„Manche träumen, manche siegen“

Die Bilanz der jüngsten Regional- und Kommunalwahlen wirft die Frage auf, ob politische Konkurrenz in Russland noch eine Chance hat. In Moskau etwa verdoppelte „Einiges Russland“ die Zahl seiner Sitze gegenüber 2019, hat nun 38 von 45 inne. Doch bei der Moskauer „Abgeordneten-Akademie“, die unabhängige Kandidaten auf Wahlen vorbereitet, gibt man sich trotzdem kämpferisch.

Eine Sitzung der Mosgorduma, des Moskauer Stadtrats (Foto: Anton Denissow/RIA Novosti)

Der Großwahltag vom 8. September, als unter anderem 21 Gouverneure, 13 Regional- und 20 Stadtparlamente neu gewählt wurden, endete nahezu flächendeckend mit Siegen der Kandidaten von „Einiges Russland“. Im Vergleich zum vorhergehenden Wahlgang 2019 konnte die „Putin-Partei“, wie sie auch genannt wird, ihre Position deutlich verbessern und, wie es auf ihrer Webseite heißt, den „Status als führende politische Kraft des Landes“ untermauern.

„Einiges Russland“ siegt überall

Die Partei holte 82 Prozent der Stimmen bei den Wahlen zu den Regionalparlamenten und 85 Prozent bei den Kommunalwahlen. Vor fünf Jahren waren es noch 66 beziehungsweise 64 Prozent gewesen. Die sogenannte Systemopposition indes musste schwere Verluste hinnehmen.

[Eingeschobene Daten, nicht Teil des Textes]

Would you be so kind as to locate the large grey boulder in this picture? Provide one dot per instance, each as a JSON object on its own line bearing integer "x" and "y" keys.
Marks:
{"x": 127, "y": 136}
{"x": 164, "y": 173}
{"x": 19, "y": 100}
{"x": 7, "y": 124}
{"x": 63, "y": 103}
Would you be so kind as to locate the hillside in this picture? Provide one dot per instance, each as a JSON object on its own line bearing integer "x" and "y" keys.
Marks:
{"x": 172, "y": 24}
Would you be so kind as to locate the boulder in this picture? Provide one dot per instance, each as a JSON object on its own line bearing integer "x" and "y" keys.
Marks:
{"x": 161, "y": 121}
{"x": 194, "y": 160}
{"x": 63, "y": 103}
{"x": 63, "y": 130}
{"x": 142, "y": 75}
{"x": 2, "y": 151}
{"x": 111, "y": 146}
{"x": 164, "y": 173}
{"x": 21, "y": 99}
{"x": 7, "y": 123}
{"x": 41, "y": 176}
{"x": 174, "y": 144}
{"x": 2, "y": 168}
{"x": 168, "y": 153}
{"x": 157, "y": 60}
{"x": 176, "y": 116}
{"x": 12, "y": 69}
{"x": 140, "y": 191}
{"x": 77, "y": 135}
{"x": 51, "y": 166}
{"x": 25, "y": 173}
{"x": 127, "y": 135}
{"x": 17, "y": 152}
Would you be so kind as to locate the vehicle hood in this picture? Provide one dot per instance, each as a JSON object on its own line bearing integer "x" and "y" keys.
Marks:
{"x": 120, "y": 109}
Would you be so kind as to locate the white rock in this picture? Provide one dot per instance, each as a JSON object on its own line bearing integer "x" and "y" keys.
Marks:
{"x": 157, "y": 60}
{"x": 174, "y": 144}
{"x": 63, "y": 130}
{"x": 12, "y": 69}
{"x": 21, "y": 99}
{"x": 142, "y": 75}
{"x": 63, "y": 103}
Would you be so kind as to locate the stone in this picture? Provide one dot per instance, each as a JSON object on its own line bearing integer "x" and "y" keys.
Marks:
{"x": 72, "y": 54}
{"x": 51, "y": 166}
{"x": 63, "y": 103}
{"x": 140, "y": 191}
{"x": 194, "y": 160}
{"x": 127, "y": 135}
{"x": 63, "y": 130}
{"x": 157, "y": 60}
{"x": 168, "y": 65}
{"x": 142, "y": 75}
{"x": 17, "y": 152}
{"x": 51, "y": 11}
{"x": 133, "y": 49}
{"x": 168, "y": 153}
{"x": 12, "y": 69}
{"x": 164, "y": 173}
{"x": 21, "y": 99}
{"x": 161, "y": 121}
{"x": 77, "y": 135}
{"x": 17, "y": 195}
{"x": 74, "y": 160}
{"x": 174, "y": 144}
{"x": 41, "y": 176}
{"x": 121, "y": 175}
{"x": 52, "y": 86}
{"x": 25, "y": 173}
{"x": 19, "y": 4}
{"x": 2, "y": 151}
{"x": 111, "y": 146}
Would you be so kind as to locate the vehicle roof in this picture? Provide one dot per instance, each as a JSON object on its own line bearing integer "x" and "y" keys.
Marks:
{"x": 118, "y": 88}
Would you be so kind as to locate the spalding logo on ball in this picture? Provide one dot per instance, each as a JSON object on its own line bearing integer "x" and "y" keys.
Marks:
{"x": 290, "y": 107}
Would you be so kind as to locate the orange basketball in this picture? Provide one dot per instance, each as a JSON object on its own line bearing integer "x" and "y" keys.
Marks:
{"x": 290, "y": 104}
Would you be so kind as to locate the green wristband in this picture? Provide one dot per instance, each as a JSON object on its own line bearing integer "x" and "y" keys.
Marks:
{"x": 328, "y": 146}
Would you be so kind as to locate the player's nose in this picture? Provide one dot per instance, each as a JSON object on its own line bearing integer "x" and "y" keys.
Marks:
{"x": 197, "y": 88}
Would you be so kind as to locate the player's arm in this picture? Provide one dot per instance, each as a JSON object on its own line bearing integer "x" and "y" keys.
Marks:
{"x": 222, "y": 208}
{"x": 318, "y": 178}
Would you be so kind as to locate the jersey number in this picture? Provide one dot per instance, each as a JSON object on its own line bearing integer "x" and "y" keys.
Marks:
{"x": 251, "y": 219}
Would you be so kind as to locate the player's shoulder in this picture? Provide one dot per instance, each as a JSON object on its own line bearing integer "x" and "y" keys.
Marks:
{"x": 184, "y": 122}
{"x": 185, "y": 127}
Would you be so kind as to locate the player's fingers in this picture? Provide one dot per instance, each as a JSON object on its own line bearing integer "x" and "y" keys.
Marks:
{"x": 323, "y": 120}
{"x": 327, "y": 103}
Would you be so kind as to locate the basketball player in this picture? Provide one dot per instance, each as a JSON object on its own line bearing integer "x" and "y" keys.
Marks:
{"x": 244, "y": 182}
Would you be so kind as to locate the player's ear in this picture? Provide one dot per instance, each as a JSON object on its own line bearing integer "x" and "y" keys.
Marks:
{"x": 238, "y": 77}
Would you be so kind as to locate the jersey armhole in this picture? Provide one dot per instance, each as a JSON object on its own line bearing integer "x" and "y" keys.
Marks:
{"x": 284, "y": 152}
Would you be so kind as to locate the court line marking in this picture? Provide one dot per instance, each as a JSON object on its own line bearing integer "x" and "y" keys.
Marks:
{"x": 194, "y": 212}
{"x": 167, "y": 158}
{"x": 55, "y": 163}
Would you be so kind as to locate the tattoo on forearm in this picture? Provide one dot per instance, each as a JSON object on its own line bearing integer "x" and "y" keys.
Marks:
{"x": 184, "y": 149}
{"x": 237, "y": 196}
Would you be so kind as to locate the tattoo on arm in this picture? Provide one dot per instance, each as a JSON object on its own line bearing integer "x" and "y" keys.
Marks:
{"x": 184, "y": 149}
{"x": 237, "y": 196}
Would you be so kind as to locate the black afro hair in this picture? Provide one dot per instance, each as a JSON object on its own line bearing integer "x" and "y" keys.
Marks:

Bezeichnend, dass „Einiges Russland“ sogar in für die Partei traditionell schwierigen Regionen Erfolge einfuhr. In der Region Chabarowsk weit im Osten Russlands gewann sie 2019 bei Wahlen zum Regionalparlament nur sechs Prozent der Mandate – diesmal gewann sie 78 Prozent. Bei den Wahlen zum Stadtrat ging „Einiges Russland“ vor fünf Jahren sogar ganz leer aus. Ihr diesjähriges Ergebnis: 97 Prozent.

Auch eine Neuheit brachten diese Wahlen mit sich: Allein „Einiges Russland“ stellte 380 Teilnehmer der „militärischen Sonder­operation“ als Kandidaten auf, 308 davon zogen in die Parlamente ein.

Kein Pessimismus bei Trunin

Solche Wahlresultate kamen allerdings für niemanden überraschend. Die oppositionellen Informationskanäle konnten nicht mit staatlichen oder staatsnahen Medien konkurrieren. Selbst die sozialen Netzwerke seien während der Wahlen fest in der Hand der jeweiligen Administrationen gewesen, „so wie die traditionellen Medien“, konstatierte die auf Wahlen spezialisierte Vereinigung „Golos“ (in Russland als „ausländischer Agent“ gelistet). In Oppositionskreisen war deshalb ein gesunkenes Interesse am Wahlkampf und Ernüchterung noch vor dem eigentlichen Wahltag zu verzeichnen.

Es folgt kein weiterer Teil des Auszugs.